Reputation: 55
auto = sc.textFile("temp/auto_data.csv")
auto = auto.map(lambda x: x.split(","))
header = auto.first()
autoData = auto.filter(lambda a: a!=header)
now I have data in autoData
[[u'', u'ETZ', u'AS1', u'CUT000021', u'THE TU-WHEEL SPARES', u'DIBRUGARH', u'201505', u'LCK ', u'2WH ', u'KIT', u'KT-2069CZ', u'18', u'8484'], [u'', u'ETZ', u'AS1', u'CUT000021', u'THE TU-WHEEL SPARES', u'DIBRUGARH', u'201505', u'LCK ', u'2WH ', u'KIT', u'KT-2069SZ', u'9', u'5211']]

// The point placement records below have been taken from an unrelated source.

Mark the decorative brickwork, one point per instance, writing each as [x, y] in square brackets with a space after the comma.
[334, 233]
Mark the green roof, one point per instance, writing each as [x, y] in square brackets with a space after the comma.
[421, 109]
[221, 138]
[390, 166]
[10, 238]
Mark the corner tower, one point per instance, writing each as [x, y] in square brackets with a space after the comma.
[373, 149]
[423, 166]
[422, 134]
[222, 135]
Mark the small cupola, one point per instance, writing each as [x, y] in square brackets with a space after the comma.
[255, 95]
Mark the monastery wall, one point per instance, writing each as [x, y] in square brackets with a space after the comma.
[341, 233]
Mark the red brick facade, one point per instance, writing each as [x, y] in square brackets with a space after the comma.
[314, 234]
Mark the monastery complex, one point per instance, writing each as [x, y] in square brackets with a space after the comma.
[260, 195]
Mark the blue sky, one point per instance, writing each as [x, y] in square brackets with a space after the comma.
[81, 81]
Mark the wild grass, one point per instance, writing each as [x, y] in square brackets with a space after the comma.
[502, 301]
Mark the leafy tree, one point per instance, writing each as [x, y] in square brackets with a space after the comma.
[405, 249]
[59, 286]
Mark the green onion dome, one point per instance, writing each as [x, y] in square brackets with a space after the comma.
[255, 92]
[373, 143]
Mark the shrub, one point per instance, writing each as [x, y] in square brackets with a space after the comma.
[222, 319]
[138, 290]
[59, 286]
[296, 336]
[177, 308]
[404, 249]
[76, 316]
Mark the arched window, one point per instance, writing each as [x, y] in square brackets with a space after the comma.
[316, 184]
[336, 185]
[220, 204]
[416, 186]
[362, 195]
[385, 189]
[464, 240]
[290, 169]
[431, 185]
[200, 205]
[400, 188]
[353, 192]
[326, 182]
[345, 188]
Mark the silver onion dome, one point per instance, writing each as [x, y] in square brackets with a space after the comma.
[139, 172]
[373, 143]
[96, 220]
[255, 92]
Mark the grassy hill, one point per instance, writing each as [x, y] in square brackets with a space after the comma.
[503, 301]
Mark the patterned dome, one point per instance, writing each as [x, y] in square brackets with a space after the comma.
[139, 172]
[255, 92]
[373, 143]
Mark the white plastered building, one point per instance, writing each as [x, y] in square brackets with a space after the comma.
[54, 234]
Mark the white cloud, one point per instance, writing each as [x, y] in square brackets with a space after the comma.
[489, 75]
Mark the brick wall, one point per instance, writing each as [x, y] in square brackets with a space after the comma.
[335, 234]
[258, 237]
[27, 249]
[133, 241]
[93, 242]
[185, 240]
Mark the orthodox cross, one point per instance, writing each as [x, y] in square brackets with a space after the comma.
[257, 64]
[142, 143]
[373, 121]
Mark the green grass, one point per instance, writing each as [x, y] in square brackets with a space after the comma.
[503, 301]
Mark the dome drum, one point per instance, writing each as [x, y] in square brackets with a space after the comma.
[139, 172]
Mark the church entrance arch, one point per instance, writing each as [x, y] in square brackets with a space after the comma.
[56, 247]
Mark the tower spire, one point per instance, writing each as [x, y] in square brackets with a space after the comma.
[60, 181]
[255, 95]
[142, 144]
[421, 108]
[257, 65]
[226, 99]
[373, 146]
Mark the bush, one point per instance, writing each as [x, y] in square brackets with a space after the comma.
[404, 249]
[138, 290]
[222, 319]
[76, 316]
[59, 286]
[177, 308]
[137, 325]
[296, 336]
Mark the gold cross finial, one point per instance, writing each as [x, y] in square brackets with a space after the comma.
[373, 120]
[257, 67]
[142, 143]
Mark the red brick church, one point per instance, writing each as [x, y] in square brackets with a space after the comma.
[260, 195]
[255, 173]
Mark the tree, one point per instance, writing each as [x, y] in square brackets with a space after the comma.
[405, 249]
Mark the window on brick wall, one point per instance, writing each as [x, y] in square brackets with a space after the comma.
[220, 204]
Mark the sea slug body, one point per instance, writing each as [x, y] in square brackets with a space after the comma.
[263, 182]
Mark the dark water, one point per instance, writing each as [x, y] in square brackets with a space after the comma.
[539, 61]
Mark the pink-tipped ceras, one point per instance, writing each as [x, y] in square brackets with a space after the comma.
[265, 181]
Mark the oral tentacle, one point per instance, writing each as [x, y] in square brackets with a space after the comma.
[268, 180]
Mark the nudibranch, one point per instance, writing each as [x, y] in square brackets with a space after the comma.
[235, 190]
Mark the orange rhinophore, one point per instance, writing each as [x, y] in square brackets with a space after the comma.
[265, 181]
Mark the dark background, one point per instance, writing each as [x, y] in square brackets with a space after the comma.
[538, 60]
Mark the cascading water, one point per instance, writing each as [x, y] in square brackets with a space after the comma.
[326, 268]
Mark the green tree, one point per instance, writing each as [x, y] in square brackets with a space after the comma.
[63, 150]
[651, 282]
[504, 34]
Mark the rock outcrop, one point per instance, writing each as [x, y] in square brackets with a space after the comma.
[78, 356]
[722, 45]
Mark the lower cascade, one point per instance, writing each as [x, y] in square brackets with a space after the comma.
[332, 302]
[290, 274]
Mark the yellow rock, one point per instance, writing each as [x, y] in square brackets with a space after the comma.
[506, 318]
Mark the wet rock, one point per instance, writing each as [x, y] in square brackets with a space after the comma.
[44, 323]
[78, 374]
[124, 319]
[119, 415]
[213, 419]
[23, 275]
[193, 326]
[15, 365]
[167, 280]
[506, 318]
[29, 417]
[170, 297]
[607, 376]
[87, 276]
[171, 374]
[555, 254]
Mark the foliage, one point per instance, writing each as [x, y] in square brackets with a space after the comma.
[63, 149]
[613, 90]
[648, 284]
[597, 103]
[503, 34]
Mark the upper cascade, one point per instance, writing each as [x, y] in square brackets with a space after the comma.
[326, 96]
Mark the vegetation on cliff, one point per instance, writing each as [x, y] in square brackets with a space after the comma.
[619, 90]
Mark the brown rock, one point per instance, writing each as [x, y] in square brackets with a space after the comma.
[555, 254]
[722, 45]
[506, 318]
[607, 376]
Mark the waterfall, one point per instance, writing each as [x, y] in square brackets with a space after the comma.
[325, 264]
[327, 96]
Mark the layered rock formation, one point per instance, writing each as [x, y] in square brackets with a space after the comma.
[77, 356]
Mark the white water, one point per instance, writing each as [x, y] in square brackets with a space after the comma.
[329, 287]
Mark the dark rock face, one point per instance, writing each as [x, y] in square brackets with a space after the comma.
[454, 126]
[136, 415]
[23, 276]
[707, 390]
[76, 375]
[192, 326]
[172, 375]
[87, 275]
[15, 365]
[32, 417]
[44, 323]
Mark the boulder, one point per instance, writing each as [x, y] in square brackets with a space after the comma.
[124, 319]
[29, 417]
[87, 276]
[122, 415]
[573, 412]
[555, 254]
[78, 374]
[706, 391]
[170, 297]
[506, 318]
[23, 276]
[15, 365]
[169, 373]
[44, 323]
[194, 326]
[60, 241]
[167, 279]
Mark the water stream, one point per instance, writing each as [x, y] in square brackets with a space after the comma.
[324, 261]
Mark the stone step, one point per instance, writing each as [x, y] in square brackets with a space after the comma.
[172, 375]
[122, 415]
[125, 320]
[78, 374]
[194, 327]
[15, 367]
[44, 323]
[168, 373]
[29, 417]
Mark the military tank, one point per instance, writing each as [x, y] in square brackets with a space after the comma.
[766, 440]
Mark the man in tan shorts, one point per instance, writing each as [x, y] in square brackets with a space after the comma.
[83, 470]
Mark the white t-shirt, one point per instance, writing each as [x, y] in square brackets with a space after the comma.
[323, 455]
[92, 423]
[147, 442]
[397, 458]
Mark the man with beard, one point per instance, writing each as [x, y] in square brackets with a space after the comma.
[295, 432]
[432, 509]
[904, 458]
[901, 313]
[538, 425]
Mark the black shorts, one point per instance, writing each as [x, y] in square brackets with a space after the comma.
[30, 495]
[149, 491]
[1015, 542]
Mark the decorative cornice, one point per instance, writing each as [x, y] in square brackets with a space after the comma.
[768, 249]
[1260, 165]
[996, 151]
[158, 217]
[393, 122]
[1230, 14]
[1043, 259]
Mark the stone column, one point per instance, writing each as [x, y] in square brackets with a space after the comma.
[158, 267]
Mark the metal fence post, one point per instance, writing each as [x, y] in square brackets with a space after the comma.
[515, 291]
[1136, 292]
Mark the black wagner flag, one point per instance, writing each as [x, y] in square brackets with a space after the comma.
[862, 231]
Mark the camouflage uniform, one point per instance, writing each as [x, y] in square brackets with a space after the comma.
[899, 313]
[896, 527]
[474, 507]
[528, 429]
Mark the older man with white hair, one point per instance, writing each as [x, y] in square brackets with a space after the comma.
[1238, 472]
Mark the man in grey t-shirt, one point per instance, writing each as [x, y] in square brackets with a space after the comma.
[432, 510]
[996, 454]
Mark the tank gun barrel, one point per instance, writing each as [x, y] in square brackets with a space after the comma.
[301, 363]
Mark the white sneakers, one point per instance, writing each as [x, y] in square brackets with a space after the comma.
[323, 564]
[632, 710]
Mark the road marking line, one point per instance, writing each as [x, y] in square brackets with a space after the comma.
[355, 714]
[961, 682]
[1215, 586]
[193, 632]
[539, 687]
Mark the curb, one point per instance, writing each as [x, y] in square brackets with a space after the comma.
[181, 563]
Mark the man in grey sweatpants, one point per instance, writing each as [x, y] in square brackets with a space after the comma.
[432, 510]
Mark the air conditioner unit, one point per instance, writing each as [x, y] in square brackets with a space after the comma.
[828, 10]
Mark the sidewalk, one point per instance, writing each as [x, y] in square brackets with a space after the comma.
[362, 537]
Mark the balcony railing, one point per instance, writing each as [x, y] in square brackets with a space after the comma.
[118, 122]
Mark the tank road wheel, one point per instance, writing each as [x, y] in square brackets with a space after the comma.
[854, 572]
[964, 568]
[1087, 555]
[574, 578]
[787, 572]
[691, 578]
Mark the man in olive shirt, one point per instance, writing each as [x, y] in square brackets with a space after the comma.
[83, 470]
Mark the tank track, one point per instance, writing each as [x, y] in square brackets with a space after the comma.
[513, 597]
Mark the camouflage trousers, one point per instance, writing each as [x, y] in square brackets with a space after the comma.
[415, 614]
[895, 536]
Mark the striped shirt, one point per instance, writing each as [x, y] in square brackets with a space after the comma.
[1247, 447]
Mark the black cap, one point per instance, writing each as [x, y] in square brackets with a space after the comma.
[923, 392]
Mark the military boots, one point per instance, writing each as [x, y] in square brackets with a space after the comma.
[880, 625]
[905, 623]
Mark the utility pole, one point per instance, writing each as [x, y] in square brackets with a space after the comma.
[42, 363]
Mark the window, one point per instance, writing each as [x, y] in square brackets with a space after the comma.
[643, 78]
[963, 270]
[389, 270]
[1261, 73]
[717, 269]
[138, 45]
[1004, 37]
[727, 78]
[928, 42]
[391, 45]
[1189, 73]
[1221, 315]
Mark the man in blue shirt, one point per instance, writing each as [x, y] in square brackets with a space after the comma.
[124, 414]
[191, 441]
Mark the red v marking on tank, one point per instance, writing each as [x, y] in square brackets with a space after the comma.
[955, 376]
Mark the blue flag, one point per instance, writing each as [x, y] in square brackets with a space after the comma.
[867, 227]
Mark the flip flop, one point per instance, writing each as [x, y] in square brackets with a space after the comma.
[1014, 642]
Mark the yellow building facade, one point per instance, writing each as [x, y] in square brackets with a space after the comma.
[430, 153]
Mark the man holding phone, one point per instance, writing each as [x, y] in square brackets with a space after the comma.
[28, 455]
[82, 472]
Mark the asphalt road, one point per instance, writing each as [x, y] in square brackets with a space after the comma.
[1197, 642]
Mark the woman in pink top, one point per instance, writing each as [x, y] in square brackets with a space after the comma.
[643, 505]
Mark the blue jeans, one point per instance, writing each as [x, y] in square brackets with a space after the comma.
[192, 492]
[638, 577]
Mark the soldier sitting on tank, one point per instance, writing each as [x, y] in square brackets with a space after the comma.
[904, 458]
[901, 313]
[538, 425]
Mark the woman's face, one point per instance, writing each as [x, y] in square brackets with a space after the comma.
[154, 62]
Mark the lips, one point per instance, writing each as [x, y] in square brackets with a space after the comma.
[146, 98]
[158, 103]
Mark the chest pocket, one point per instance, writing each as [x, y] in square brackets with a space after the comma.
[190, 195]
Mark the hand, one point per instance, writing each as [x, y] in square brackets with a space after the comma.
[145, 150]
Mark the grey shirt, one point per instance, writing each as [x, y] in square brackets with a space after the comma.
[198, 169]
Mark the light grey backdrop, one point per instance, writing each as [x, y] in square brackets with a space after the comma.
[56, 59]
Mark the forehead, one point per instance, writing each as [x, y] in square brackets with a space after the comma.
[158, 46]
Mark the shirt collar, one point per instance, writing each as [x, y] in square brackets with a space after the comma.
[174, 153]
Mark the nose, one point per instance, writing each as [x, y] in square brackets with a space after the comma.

now I want to perform groupBy()
on 2nd and 12th(last) values. How to do this?
Upvotes: 4
Views: 13318
Reputation: 330353
groupBy
takes as an argument a function that generates keys so you can do something like this:
autoData.groupBy(lambda row: (row[2], row[12]))
Edit:
Regarding task you've described in the comments. groupBy
only gathers data in groups but it doesn't aggregate it.
from operator import add
def int_or_zero(s):
try:
return int(s)
except ValueError:
return 0
autoData.map(lambda row: (row[2], int_or_zero(row[12]))).reduceByKey(add)
Highly inefficient version using groupBy
could look like this:
(autoData.map(lambda row: (row[2], int_or_zero(row[12])))
.groupByKey()
.mapValues(sum))
Upvotes: 2